I remember when you first told us your story. We had been having yet another spontaneous slumber party, confessing crushes and laughing raucously at embarrassing moments. I’m not sure why or how we got into talking about “that stuff”, it’s like the wind changed, gently blowing the ship in a different direction, into dark and murky waters. We began to share secrets.
I can see you now, how you looked down and how your face changed, your eyes became guarded. I didn’t fully understand what that look meant, but almost instinctively I knew what you were about to say. You stuttered at first, hesitating, but then the words passed through your lips effortlessly, like you were telling us how your day was or catching us up on the latest episode of your favorite soapie.
But even as you shared the painful details, that vacant look in your eyes remained.
We were the first people you had told. Well, there was one other person but they weren’t trying to hear it, they told you to be quiet, kill the story and bury it. So you did. But you learned that time doesn’t heal all wounds and that buried secrets tend to unearth themselves to haunt you.
You blame yourself. For being at the wrong place at the wrong time, for trusting, for your naïveté… You put yourself on trial and agree with The Accuser, you plead guilty to a crime committed against you. You cover your face like someone in the dock would. You are already faithfully serving your time, guilty until proven innocent.
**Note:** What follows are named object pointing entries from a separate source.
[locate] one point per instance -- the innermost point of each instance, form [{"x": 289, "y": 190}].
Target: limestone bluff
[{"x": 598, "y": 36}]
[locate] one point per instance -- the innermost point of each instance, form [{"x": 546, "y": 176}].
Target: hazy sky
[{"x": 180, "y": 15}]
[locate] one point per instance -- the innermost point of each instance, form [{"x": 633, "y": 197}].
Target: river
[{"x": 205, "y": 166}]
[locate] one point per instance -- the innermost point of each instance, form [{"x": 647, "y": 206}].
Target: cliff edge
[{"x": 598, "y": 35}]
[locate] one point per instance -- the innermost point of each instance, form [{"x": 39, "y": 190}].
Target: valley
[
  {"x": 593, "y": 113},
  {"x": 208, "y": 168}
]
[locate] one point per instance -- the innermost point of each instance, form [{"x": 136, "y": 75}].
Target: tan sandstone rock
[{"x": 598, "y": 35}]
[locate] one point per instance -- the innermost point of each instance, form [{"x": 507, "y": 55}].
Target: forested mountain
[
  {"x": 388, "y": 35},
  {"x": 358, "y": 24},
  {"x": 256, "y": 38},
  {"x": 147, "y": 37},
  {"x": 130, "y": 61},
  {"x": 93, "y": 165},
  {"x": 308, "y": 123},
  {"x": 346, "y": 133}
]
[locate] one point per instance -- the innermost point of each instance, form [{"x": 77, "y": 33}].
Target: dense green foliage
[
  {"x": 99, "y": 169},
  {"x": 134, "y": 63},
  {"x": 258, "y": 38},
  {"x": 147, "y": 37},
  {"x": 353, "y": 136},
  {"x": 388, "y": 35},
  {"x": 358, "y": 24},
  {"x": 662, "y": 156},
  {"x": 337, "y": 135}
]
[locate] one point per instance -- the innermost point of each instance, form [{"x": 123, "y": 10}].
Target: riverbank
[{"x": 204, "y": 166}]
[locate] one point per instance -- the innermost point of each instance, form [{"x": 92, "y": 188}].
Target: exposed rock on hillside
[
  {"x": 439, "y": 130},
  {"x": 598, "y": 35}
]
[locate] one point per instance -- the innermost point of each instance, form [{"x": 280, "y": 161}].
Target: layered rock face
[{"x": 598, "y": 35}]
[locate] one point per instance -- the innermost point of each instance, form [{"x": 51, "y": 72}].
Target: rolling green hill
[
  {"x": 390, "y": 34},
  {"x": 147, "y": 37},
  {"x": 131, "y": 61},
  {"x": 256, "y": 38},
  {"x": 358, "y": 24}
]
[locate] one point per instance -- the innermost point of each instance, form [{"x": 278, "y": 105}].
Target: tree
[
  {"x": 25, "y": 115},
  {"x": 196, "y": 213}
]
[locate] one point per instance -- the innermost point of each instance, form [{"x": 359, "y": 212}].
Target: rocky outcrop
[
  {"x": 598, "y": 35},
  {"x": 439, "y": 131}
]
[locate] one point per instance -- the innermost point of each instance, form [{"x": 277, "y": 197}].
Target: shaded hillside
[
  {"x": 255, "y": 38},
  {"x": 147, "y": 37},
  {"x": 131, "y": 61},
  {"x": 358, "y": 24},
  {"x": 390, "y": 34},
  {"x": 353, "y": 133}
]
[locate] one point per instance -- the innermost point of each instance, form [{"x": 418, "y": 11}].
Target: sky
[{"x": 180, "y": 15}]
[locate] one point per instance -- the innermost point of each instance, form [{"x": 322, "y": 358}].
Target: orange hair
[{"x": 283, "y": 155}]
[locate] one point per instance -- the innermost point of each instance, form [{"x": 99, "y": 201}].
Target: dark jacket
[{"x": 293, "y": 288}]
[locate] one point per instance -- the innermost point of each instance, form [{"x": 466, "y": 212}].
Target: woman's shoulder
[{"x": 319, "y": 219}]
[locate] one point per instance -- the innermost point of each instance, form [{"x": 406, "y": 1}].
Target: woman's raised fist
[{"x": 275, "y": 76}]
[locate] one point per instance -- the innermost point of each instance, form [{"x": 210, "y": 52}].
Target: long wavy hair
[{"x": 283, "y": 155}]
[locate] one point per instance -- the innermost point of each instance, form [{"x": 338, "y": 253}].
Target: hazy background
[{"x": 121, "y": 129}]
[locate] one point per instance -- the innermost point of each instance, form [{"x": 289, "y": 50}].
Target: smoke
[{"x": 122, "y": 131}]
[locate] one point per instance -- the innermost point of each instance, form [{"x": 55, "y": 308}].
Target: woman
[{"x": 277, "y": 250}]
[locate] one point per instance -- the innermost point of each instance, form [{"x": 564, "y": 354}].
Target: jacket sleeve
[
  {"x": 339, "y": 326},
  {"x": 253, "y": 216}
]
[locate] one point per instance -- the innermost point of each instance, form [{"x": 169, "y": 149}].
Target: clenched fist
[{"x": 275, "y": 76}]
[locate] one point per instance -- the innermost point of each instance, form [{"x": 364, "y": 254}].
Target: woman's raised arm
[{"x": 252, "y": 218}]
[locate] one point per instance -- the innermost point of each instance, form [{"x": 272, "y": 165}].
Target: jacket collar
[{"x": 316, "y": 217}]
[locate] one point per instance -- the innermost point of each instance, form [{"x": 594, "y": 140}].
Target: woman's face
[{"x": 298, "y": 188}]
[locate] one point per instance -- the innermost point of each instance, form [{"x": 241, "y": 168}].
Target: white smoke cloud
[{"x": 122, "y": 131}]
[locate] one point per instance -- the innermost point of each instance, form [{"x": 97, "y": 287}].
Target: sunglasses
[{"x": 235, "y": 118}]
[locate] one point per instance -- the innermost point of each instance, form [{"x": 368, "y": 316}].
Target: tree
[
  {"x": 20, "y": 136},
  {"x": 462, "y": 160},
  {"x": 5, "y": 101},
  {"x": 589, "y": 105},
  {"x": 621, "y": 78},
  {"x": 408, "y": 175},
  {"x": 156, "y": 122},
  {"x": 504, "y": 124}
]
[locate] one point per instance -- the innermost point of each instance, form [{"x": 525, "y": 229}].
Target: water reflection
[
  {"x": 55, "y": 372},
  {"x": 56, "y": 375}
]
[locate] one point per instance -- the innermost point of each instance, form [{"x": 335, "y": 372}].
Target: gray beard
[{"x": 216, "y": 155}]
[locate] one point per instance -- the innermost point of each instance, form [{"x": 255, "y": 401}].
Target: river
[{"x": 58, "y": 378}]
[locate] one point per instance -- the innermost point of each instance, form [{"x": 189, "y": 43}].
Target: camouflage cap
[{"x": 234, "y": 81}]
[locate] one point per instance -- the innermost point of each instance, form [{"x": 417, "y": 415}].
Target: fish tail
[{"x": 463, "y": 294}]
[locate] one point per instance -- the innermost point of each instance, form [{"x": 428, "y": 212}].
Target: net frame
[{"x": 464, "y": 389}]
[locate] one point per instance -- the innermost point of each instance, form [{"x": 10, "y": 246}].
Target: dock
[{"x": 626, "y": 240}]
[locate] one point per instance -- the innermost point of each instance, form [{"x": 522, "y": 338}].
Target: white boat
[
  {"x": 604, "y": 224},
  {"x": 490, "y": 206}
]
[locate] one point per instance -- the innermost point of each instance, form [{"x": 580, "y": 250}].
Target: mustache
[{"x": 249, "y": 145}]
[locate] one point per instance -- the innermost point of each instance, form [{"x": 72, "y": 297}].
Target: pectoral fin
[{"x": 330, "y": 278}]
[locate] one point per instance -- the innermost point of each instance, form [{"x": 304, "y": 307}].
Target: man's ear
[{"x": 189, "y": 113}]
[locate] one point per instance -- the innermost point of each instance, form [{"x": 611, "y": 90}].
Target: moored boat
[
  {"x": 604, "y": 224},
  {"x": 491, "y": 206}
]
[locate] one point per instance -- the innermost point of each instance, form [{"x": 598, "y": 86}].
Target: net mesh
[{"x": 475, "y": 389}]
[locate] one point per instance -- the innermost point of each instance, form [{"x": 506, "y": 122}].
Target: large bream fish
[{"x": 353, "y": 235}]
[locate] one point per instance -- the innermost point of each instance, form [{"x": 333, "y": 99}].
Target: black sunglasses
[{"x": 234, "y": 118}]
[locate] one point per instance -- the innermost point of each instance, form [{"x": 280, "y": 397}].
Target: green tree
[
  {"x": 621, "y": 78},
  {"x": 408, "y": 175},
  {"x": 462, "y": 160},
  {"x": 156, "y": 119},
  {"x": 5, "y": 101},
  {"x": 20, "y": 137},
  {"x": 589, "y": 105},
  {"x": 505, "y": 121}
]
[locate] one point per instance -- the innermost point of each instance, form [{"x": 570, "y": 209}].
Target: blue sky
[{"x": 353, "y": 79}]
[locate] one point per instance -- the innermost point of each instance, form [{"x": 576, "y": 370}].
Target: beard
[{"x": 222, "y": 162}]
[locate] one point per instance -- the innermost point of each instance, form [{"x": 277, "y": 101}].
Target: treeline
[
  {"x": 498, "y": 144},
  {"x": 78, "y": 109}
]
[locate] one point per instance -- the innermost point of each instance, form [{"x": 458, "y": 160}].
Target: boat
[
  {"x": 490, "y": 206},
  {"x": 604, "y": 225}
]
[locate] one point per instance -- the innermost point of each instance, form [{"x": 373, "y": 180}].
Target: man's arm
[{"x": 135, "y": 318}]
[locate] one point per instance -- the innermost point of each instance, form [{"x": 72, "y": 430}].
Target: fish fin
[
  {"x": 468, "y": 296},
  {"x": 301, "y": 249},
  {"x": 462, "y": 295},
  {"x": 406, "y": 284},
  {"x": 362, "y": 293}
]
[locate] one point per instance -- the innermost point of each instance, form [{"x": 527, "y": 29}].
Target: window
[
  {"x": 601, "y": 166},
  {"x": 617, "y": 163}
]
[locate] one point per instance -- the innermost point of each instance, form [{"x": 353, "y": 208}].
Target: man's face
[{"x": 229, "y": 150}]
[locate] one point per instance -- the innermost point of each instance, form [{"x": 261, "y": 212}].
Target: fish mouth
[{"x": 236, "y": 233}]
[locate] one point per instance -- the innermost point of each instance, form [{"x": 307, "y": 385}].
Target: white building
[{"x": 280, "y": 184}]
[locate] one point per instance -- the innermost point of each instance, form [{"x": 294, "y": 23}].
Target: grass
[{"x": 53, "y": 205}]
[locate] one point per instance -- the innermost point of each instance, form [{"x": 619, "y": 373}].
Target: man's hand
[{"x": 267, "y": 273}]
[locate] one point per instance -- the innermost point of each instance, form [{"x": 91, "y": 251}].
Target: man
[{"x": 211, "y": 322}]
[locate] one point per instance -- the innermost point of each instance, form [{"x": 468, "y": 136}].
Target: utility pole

You hide yourself. Who told you that the real you was not enough? The walls around your heart are built to last, they will never let anyone in, vulnerability makes you weak. You speak like it happened to someone else because you now exist through a persona of your own choosing: the empty headed pretty woman, every man wrapped around your finger; the tough and smart superwoman, emotionally distant and cold; the sweet, churchgoing Miss Perfect, shy and retiring.
You lie to yourself. Because although your words say that you have moved on, your heart really has not, how can anyone? Behind that vacant look is anger and pain and the realisation that a terrible injustice was done against you.
Knowing you, by now you’re probably thinking, “What right do you have to be telling me how I feel?” with that intimidating look in your eyes, but I’m just going to say what needs to be said before I lose my courage:
You are not to blame for what happened.
You are beautiful, not dirty or damaged.
You are precious and not forgotten.
“‘Can a woman forget her nursing child, or lack compassion for the child of her womb? Even if these forget, yet I will not forget you. Look, I have inscribed you on the palms of My hands; your walls are continually before Me.'” Isaiah 49:15-16
The shame that you walk around with is really not yours to carry. I pray that you’d have the courage to lay it down and never pick it up again and that you would learn to receive God’s love for you and learn to trust him. You are not defined by what happened to you, you are an overcomer. I admire your strength and your determination to move forward, it is amazing.
You are amazing, a woman of strength, a woman with a great calling over her life. I write all this because I believe in you and I love you.